Meski ada kesepakatan perdamaian, tapi proses penegakan hukum terus berlanjut hingga penjatuhan sanksi pidana.
“Sebab, rangkaian perbuatan yang dilakukan oleh kedua prajurit TNI tersebut termasuk kategori penyiksaan, yang wajib dijatuhi sanksi pidana menurut Konvensi Anti Penyiksaan yang telah diratifikasi melalui Undang-Undang Nomor 5 Tahun 1998 Pasal 4 dan Pasal 12 Konvensi Anti Penyiksaan,” kata peneliti Institute Criminal for Justice Reform Iftitahsari, Senin (23/8/2021).
Maka dalam hal ini, negara segera bertindak tegas terhadap pelaku penyiksaan dengan memproses penegakan hukum berdasarkan hukum pidana. Kemudian, anak seharusnya wajib mendapat perlindungan dari kekerasan.
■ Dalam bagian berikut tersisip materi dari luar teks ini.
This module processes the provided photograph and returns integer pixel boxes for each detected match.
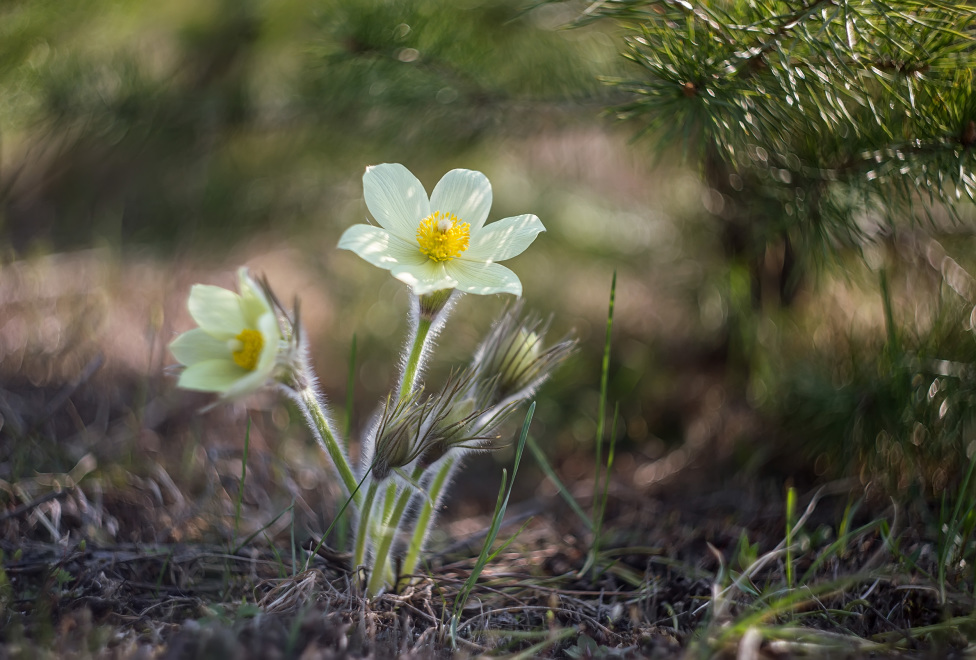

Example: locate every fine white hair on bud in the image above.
[469,301,576,406]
Kewajiban ini tercantum dalam Pasal 28B Undang-Undang Dasar 1945, Undang-Undang Perlindungan Anak Nomor 23 Tahun 2002 sebagaimana diubah Undang-Undang Nomor 35 Tahun 2014 juga secara tegas mengatur larangan kekerasan terhadap anak, khususnya dalam Pasal 76C.
Selain mengusut tuntas kasus ini, ICJR menekankan agar negara dapat hadir untuk memprioritaskan perlindungan terhadap korban anak dan keluarganya.
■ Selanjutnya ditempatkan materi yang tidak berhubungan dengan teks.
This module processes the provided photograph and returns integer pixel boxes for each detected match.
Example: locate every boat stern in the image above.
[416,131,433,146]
“Negara melalui lembaga terkait seperti LPSK dan KPPPA perlu memberikan perhatian khusus terhadap proses pemulihan bagi korban anak dan keluarganya yang mengalami trauma terhadap kejadian penyiksaan tersebut,” ujar Ifititahsari.
Komisioner Komisi Perlindungan Anak Indonesia (KPAI) Bidang Anak Berhadapan dengan Hukum Putu Elvina pun meminta agar proses hukum terhadap kedua pelaku terus berjalan. “Karena saya koordinasi langsung, disepakati untuk proses hukum kepada pelaku,” ujar dia kepada reporter Tirto, Senin (23/8/2021).
Berdasarkan koordinasi dengan pihak tentara, Kodim 1627/Rote Ndao siap membantu pengobatan korban. Dinas Psikologi Angkatan Darat akan menyiapkan tim psikologi untuk penanganan trauma bagi Petrus. Termasuk tim kesehatan bakal mengecek kondisi kejiwaan pelaku sekaligus membantu kesehatan korban.
Sementara berdasar data KPAI, anak sebagai korban kekerasan fisik masih ditemukan hingga saat ini. Berikut jumlah kasus periode lima tahun terakhir: 146 kasus (2016), 173 kasus (2017), 166 kasus (2018), 157 kasus (2019), dan 249 kasus (2020).